I'm reading the book "Elements of the representation theory of associative algebras, volume 1". And I can't understand the proof of the proposition 3.11 on page 124 (the place where marked green).
"because $P$ is injective, $u$ factors through $P$". How to get this result?
(There is a misprint in the statement of the proposition. It should say $R=\operatorname{rad} P$.)
You cannot get the result in green because it's false (in general). For example if the algebra is $$A=\begin{bmatrix} \mathbb C & \mathbb C & \mathbb C\\ 0 & \mathbb C & \mathbb C\\ 0 & 0 & \mathbb C \end{bmatrix}$$ and $P$ is the unique (up to isomorphism) indecomposable projective-injective module, then the monomorphism $u=\begin{bmatrix} q \\ i \end{bmatrix} \colon R \rightarrow R/S \oplus P$ is a counterexample. In this example there are no non-zero morphisms form $P$ to $R/S$, so $u$ cannot factor through $P$.

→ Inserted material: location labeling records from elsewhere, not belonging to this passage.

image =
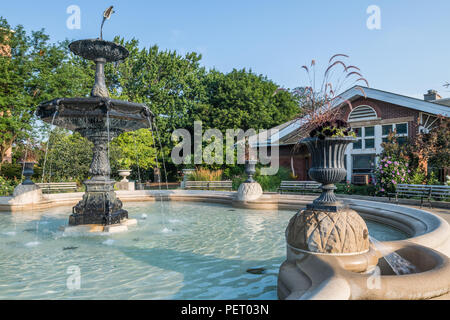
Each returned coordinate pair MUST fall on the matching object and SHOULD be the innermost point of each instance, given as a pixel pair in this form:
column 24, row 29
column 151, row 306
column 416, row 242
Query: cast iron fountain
column 98, row 118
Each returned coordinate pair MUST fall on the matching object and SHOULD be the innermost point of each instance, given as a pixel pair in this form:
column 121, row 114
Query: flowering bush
column 389, row 173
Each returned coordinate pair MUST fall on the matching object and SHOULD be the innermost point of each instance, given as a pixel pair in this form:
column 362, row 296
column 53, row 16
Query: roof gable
column 404, row 101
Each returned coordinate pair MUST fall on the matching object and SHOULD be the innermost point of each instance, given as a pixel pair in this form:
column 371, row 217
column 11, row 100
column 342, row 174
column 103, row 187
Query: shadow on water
column 212, row 276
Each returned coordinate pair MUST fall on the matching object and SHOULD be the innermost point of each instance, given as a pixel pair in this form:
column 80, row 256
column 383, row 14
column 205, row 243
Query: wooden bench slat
column 425, row 192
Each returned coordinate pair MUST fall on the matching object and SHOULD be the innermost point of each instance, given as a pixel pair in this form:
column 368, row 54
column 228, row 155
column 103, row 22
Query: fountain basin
column 178, row 250
column 420, row 228
column 93, row 49
column 323, row 278
column 84, row 113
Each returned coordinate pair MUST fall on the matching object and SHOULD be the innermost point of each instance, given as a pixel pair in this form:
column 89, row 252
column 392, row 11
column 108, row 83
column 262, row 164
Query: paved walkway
column 443, row 213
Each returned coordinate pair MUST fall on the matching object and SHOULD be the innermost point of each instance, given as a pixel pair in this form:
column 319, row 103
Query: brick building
column 372, row 117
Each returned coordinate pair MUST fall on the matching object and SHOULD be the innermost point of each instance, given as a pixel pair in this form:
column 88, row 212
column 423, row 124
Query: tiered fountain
column 98, row 118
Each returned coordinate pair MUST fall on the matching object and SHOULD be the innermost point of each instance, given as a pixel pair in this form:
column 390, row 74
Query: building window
column 401, row 131
column 427, row 122
column 363, row 163
column 362, row 113
column 366, row 138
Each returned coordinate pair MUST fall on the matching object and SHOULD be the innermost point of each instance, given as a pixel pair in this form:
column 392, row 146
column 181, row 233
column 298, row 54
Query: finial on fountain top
column 100, row 51
column 106, row 16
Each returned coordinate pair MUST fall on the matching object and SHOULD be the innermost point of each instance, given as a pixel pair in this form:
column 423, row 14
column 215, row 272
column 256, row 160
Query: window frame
column 399, row 135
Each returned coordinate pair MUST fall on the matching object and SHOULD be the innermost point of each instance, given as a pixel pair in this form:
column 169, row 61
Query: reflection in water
column 204, row 255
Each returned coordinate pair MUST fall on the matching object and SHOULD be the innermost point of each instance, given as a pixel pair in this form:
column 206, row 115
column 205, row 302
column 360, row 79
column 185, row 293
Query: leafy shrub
column 347, row 188
column 389, row 173
column 268, row 183
column 7, row 186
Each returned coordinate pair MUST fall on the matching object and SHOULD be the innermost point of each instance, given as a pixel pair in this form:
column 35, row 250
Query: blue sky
column 409, row 55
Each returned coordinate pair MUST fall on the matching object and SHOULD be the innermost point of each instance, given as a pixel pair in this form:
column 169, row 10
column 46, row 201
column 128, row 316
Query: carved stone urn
column 250, row 170
column 328, row 226
column 250, row 190
column 124, row 173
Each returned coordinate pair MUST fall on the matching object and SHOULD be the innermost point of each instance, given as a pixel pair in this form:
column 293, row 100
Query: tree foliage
column 242, row 99
column 135, row 149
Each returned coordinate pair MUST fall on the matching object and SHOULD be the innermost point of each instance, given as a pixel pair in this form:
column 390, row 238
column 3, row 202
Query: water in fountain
column 399, row 265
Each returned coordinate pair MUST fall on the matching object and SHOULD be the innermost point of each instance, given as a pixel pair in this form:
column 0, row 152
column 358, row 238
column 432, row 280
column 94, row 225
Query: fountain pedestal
column 326, row 231
column 250, row 190
column 99, row 119
column 327, row 226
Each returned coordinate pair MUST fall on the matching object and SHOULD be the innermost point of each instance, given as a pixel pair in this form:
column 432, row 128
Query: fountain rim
column 90, row 49
column 95, row 102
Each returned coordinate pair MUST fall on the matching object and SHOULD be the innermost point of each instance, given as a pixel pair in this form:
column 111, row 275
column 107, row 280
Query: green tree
column 69, row 157
column 31, row 71
column 242, row 99
column 135, row 149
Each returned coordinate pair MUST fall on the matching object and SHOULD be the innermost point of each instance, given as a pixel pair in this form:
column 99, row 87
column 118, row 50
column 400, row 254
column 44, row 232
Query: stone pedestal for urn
column 327, row 227
column 99, row 119
column 250, row 190
column 27, row 192
column 125, row 184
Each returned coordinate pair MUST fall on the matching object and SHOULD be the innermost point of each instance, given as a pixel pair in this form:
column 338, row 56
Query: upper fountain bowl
column 93, row 49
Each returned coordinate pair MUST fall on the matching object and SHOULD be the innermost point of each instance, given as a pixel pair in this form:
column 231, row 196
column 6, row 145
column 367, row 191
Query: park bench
column 209, row 185
column 424, row 192
column 298, row 186
column 57, row 186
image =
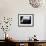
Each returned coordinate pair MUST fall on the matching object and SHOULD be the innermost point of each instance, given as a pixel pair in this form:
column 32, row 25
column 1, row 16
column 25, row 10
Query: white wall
column 12, row 8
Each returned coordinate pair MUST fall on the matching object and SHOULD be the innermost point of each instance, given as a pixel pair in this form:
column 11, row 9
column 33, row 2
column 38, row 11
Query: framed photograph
column 25, row 20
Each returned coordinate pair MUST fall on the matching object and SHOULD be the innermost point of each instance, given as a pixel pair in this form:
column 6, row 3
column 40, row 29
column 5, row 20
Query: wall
column 11, row 8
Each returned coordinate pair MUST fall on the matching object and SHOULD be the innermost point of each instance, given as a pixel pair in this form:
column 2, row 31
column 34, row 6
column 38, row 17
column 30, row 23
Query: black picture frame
column 25, row 20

The proof of the proposition can be saved by assuming $U$ is indecomposable. The authors want to prove $\begin{bmatrix} q \\ i \end{bmatrix}$ is left almost split. In other words, whenever $u \colon R \to U$ is not a section, one needs to show that $u$ factors through $\begin{bmatrix} q \\ i \end{bmatrix}$. As pointed out above, it suffices to consider the case when $U$ is indecomposable.
If $u \colon R \to U$ is a monomorphism, then, since $P$ is injective, there is a morphism $h \colon U \to P$ such that $i=hu$.

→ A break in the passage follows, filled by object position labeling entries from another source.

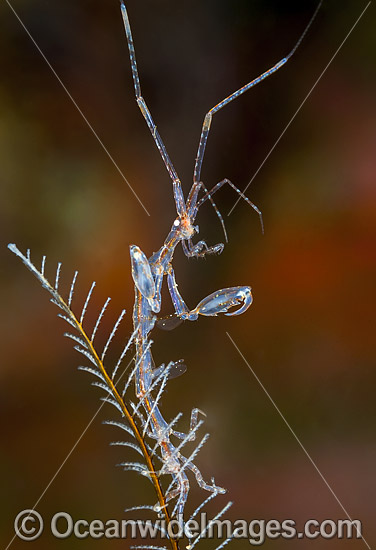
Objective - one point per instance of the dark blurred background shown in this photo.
(309, 335)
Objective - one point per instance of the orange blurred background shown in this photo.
(310, 334)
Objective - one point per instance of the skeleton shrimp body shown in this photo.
(148, 275)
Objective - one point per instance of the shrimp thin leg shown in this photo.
(178, 194)
(208, 117)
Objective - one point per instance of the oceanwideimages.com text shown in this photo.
(29, 525)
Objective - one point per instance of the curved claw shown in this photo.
(222, 300)
(142, 277)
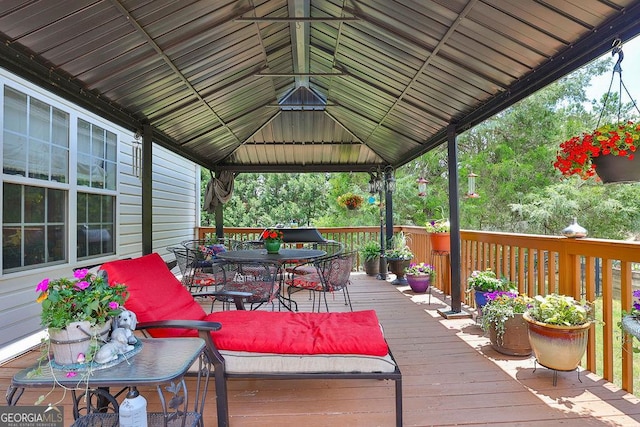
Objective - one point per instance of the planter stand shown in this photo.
(555, 371)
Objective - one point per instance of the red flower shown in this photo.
(272, 234)
(576, 154)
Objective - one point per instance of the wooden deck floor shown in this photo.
(451, 376)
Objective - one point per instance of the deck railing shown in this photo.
(587, 269)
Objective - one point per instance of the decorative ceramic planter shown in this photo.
(272, 246)
(372, 267)
(631, 325)
(558, 347)
(68, 343)
(515, 340)
(440, 242)
(481, 299)
(419, 283)
(397, 266)
(617, 169)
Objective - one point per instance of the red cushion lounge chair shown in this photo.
(257, 344)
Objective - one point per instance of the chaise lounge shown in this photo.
(257, 344)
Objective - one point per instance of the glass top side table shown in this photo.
(161, 361)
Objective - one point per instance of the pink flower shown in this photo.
(81, 273)
(82, 285)
(43, 286)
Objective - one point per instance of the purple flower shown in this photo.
(43, 286)
(82, 285)
(81, 273)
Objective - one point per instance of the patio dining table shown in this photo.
(284, 256)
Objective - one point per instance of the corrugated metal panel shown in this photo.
(213, 77)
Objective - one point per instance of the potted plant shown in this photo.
(370, 252)
(398, 258)
(483, 282)
(558, 330)
(350, 201)
(439, 235)
(419, 276)
(77, 313)
(608, 151)
(502, 319)
(630, 322)
(272, 238)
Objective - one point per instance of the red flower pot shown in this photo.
(440, 242)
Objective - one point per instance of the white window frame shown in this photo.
(75, 112)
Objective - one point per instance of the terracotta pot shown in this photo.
(617, 169)
(68, 343)
(372, 267)
(440, 242)
(419, 283)
(397, 266)
(558, 347)
(515, 340)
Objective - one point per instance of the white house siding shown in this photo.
(175, 182)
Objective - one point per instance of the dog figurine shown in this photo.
(126, 320)
(117, 345)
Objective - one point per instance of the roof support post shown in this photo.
(147, 190)
(219, 216)
(388, 203)
(454, 218)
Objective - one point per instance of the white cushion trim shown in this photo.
(240, 362)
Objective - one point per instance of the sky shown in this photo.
(630, 74)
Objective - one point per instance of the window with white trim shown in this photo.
(37, 190)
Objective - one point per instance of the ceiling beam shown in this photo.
(297, 19)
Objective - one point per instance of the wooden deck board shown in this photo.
(451, 376)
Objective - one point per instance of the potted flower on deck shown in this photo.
(558, 330)
(399, 258)
(77, 313)
(609, 151)
(502, 319)
(419, 276)
(439, 235)
(350, 201)
(483, 282)
(370, 253)
(272, 238)
(630, 322)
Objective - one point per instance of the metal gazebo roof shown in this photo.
(304, 85)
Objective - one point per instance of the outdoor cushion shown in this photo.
(156, 294)
(356, 332)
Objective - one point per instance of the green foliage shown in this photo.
(557, 309)
(487, 281)
(370, 250)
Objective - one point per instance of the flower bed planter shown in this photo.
(515, 340)
(74, 340)
(440, 242)
(419, 283)
(558, 347)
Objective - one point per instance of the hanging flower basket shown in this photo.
(611, 146)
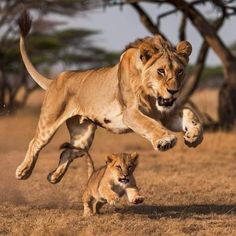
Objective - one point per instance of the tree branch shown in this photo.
(146, 20)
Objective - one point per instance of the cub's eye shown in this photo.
(180, 72)
(161, 71)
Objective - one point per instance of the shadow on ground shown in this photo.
(182, 211)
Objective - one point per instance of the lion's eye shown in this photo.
(161, 71)
(180, 72)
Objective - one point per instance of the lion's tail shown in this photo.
(90, 165)
(25, 25)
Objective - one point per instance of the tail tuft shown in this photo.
(66, 146)
(24, 23)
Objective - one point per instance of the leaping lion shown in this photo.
(138, 94)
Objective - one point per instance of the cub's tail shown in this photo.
(25, 23)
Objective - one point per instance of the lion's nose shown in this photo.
(172, 92)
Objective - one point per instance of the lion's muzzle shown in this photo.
(166, 102)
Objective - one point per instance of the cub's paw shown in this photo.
(194, 136)
(88, 213)
(166, 143)
(113, 200)
(137, 200)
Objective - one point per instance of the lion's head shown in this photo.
(121, 166)
(161, 68)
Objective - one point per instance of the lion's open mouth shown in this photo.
(165, 102)
(124, 180)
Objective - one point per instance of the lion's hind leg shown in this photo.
(51, 118)
(82, 134)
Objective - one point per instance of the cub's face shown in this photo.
(164, 70)
(121, 166)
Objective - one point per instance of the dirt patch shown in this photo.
(187, 191)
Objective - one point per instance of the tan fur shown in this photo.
(111, 182)
(126, 97)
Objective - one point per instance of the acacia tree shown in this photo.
(208, 29)
(48, 46)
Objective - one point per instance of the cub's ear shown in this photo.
(134, 156)
(184, 48)
(110, 158)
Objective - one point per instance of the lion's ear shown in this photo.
(134, 156)
(110, 158)
(145, 54)
(184, 48)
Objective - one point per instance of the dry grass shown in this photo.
(188, 191)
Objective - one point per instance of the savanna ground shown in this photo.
(187, 191)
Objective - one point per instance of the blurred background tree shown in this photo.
(192, 11)
(51, 45)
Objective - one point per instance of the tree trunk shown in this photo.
(227, 101)
(2, 91)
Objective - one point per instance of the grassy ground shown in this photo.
(187, 191)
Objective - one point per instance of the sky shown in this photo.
(120, 27)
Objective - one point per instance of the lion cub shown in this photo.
(110, 182)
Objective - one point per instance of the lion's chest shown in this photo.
(111, 118)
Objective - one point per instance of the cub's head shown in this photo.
(161, 68)
(122, 166)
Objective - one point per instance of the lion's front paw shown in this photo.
(166, 143)
(137, 200)
(194, 136)
(24, 170)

But by Proposition 3.5, since $P$ is indecomposable projective, $i \colon R \to P$ is an irreducible morphism, meaning that in the factorization $i=hu$ either $u$ is a section or $h$ is a retraction. It is assumed $u$ is not a section, so $h$ must be a retraction. Since $U$ is indecomposable, it follows that $h$ is an isomorphism. So $u=h^{-1}i$ and therefore $u$ factors through $P$.